Thursday, May 17, 2018

Christian Zionism this week in Jerusalem

This report from The Real News features Max Blumenthal and Dan Cohen talk about Christian Zionism and Israel with particular reference to the US delegation to the opening of the US Embassy in Jerusalem this week. Trump’s Jerusalem Move Caters to Religious Extremists 05/16/2018



Max Blumenthal has taken some criticism for his position on "Russiagate" lately. I mention that only to say that some of the criticism I've seen seems aimed at wholly discrediting him as a reporter and analyst, a goal I certainly don't share. His commentary here on Christian Zionism is well-informed. His book Republican Gomorrah (2009) is a well-researched and insightful look at the Christian Right in the US.

In that book, he wrote about John Hagee, one of the two pastors Trump sent to Jerusalem for the Embassy opening:
Hagee is a Christian Zionist who preaches that the prophecies of the Book of Revelation will unfold as soon as the Jewish diaspora resettles in “Biblical Israel,” meaning all of Israel and the West Bank.

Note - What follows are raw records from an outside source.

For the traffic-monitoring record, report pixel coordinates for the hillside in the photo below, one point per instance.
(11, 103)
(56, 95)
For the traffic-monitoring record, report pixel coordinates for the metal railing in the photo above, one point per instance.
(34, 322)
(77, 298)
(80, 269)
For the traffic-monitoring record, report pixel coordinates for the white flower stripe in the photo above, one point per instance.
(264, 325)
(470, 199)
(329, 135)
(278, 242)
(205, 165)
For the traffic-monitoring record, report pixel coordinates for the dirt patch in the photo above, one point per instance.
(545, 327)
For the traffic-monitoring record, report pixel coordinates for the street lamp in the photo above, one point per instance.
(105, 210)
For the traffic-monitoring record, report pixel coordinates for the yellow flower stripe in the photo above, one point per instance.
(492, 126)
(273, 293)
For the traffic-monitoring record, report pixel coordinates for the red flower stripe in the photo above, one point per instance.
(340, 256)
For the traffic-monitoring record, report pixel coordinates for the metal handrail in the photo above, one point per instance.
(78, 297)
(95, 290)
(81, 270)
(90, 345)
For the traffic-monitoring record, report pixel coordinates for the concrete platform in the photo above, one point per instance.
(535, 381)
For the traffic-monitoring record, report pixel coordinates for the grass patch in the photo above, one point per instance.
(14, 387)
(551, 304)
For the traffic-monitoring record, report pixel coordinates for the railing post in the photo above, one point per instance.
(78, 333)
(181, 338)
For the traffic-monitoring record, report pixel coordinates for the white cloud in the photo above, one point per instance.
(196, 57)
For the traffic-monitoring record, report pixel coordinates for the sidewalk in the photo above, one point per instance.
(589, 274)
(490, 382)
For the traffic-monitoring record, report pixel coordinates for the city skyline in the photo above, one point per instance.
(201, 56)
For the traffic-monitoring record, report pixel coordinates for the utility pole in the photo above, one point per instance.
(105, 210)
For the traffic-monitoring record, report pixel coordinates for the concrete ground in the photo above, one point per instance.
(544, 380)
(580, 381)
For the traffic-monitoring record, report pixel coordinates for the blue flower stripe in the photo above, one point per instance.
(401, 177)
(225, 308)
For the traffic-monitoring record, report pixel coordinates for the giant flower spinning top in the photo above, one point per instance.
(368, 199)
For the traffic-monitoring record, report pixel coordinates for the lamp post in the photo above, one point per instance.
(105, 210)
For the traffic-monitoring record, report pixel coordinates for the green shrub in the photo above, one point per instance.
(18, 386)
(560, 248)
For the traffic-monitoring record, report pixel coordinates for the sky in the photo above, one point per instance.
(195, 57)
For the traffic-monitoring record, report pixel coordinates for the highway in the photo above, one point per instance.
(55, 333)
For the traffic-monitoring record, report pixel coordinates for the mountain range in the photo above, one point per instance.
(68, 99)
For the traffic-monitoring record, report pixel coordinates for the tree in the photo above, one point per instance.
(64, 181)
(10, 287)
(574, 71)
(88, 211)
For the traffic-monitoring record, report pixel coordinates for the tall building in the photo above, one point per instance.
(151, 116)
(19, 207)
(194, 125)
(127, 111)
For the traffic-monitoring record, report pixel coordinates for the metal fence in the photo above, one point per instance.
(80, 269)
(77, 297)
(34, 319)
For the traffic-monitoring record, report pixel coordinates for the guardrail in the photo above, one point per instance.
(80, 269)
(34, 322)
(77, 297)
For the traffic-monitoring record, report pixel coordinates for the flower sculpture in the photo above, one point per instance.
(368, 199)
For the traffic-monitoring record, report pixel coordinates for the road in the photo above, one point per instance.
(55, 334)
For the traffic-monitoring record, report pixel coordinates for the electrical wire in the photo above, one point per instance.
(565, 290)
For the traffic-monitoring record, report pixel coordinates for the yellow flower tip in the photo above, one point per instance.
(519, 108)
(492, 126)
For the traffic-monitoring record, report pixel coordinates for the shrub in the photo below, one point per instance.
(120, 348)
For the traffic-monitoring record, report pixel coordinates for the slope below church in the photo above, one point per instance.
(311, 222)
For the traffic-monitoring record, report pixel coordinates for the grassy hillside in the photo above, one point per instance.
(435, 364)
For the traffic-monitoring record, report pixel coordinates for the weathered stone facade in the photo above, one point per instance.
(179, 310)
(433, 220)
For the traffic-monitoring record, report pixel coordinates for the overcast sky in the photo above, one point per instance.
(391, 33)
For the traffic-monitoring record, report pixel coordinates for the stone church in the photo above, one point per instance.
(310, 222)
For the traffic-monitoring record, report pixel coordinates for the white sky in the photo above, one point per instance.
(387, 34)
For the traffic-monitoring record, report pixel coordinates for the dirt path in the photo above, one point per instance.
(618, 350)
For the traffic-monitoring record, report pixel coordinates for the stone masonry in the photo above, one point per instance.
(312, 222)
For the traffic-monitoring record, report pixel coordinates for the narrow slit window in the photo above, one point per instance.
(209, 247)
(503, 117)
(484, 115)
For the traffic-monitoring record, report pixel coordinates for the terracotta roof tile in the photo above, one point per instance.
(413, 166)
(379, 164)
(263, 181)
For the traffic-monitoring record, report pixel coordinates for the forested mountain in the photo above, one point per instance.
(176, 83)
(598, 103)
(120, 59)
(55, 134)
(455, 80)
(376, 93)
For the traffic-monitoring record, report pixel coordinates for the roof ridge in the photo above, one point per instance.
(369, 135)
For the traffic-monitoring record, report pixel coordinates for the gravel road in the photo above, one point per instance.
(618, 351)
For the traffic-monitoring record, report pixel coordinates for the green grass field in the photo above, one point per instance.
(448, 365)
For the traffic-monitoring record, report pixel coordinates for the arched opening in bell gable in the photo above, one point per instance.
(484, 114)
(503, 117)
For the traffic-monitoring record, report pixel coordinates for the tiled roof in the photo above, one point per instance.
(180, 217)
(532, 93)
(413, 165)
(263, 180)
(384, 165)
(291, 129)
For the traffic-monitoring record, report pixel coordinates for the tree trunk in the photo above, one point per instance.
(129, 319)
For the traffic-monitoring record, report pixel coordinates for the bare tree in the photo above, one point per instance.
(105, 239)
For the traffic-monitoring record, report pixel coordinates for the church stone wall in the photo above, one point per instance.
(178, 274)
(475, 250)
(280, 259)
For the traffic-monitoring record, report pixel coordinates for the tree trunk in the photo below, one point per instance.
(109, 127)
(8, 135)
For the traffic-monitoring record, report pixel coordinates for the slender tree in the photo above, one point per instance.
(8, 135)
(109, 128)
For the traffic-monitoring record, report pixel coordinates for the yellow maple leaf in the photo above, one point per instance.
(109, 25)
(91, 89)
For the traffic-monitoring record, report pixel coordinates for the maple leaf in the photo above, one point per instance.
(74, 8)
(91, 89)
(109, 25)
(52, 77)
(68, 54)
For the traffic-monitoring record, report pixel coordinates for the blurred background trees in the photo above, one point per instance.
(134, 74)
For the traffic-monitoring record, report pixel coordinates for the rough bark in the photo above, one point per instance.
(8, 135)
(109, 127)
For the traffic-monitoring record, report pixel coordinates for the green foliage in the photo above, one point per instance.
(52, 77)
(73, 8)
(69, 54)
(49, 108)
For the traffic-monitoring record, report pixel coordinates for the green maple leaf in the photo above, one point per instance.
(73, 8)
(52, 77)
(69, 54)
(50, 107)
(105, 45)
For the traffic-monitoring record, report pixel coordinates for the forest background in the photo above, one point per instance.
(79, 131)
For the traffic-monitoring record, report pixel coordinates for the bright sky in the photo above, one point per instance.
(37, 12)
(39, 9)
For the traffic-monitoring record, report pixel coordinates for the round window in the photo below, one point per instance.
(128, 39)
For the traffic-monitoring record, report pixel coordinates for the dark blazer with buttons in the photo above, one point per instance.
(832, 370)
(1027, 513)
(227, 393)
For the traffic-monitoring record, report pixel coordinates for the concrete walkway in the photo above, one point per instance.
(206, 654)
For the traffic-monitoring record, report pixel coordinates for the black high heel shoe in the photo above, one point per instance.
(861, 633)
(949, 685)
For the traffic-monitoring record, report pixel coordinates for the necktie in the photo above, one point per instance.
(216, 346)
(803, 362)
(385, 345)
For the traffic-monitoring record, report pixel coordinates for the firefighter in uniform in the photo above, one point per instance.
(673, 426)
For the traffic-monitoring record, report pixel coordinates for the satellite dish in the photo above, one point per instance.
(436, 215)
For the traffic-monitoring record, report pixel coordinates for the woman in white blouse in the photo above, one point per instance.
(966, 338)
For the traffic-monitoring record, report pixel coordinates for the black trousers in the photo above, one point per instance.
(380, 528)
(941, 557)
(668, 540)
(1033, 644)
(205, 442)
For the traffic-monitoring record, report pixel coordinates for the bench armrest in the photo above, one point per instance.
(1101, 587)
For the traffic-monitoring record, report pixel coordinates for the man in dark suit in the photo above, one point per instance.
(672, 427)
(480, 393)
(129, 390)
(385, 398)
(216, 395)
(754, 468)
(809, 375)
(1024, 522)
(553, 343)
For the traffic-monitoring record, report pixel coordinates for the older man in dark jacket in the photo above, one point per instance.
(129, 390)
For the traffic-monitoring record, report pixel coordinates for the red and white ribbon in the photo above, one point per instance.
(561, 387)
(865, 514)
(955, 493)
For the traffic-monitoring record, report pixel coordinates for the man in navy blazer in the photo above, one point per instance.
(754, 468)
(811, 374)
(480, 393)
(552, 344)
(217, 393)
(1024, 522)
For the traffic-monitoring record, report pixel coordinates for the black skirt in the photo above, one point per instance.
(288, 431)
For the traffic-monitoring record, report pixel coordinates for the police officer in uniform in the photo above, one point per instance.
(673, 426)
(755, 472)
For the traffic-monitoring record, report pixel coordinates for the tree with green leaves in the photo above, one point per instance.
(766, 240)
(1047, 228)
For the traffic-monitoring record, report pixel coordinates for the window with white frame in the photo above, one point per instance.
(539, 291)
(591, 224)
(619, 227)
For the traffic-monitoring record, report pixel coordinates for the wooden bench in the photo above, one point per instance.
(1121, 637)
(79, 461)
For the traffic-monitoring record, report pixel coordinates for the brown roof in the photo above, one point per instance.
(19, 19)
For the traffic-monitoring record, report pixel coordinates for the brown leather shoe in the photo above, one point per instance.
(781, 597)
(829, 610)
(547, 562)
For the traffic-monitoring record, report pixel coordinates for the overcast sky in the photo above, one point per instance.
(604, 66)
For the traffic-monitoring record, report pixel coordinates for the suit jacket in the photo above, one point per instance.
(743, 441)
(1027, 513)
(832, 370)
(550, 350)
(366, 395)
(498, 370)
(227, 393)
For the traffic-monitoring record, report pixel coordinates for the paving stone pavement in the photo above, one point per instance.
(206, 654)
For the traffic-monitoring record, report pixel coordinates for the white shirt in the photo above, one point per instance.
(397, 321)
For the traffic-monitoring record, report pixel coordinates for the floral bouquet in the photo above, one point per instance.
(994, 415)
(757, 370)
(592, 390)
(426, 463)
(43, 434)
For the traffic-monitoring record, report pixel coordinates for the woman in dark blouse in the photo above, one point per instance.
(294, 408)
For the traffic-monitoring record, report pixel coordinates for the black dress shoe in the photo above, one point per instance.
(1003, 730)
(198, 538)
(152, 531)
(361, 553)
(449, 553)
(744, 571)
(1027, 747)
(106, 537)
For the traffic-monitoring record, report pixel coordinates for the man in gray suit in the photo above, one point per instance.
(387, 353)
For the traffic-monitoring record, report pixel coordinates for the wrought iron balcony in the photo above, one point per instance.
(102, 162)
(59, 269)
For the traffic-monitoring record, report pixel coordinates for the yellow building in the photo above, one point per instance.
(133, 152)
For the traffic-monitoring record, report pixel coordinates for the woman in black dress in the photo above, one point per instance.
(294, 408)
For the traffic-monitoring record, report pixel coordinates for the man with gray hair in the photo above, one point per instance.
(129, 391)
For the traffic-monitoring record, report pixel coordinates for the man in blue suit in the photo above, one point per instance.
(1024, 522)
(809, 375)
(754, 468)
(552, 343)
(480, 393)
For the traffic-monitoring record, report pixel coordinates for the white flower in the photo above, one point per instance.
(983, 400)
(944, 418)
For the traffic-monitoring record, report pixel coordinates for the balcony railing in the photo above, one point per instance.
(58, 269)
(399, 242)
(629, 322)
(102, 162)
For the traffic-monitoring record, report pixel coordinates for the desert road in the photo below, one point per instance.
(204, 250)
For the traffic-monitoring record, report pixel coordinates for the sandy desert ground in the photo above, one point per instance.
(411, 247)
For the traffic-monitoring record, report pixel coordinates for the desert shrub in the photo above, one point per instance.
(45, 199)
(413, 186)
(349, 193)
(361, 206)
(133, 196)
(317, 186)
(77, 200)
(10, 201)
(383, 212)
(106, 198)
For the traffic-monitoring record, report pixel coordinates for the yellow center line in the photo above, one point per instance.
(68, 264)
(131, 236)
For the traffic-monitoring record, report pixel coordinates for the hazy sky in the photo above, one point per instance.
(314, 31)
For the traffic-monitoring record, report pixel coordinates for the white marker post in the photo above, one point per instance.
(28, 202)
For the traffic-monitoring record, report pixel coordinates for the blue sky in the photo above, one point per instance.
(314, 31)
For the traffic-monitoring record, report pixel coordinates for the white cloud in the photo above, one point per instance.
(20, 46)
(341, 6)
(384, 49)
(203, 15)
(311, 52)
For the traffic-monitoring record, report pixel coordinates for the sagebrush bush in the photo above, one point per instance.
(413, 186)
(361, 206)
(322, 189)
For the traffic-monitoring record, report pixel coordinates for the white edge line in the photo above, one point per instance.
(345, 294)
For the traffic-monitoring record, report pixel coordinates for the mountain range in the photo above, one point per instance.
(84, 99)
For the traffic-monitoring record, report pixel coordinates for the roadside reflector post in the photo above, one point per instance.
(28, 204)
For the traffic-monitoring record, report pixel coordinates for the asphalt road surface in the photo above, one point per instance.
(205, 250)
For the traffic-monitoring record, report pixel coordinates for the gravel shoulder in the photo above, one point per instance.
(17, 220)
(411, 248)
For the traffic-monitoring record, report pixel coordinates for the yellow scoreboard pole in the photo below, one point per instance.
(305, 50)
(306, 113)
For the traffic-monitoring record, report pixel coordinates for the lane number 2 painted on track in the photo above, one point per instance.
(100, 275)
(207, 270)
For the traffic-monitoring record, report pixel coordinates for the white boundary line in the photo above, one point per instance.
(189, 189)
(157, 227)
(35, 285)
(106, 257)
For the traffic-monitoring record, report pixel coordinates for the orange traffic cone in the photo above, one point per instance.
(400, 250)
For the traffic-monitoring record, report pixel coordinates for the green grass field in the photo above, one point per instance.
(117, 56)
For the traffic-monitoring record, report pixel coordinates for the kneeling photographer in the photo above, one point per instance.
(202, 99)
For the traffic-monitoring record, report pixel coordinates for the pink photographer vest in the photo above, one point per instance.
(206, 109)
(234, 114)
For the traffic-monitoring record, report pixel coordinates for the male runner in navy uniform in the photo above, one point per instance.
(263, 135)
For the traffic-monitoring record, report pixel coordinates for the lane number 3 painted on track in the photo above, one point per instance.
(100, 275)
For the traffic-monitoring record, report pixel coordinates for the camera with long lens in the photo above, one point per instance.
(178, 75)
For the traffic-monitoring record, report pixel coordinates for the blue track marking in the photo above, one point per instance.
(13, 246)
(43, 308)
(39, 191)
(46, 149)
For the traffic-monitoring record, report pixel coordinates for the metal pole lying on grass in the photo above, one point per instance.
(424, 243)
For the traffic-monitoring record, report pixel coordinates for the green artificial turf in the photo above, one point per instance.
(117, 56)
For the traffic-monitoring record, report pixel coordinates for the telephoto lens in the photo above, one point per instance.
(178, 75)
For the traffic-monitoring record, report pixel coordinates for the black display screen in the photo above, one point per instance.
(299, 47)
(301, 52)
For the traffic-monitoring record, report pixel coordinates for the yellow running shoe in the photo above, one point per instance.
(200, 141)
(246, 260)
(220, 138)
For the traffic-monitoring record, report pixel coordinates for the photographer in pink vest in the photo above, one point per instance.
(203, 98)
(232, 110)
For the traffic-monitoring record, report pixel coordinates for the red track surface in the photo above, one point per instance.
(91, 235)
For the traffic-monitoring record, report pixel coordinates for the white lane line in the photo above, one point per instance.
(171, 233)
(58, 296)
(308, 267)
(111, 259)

A natural ally of Israel’s rightist Likud Party and the messianic Jewish settlers colonizing the West Bank, Hagee leveraged his millions to unite dozens of conservative mega-church congregations and some of the Christian Right’s most prominent figures— including the Reverend Jerry Falwell, Gary Bauer, and Rod Parsley, a Pentecostal preacher with considerable sway in his home state of Ohio— under the banner of Christians United for Israel (CUFI), the largest nationwide evangelical political organization dedicated to supporting Israel, or at least its most right-wing elements. Hagee said he would like to see CUFI become “the Christian version of AIPAC,” referring to the vaunted pro-Israel group rated second only to the National Rifle Association as the most effective lobby in Washington. The preacher tapped Republican Senator Arlen Specter’s former chief of staff, David Brog, as his Capitol Hill lobbyist and then proceeded to make inroads in influence.

Despite his pretensions to philosemitism, Hagee’s interest in Israel was motivated exclusively by his belief in End Times theology, a doctrine that celebrates natural disaster, war, and global pandemics as harbingers of Christ’s imminent return. According to Hagee’s reading of the Book of Revelation, the lodestar of End Times theology, when Jesus returns to Jerusalem, the Jews must convert to evangelical Christianity or suffer eternal torment in “an everlasting lake of fire.” And liberals had better seek cover as well. “As soon as Jesus sits on his throne he’s gonna rule the world with a rod of iron,” the portly Hagee boomed in a December 2007 jeremiad. “That means he’s gonna make the ACLU do what he wants them to. That means you’re not gonna have to ask if you can pray in public school. We will live by the law of God and no other law.”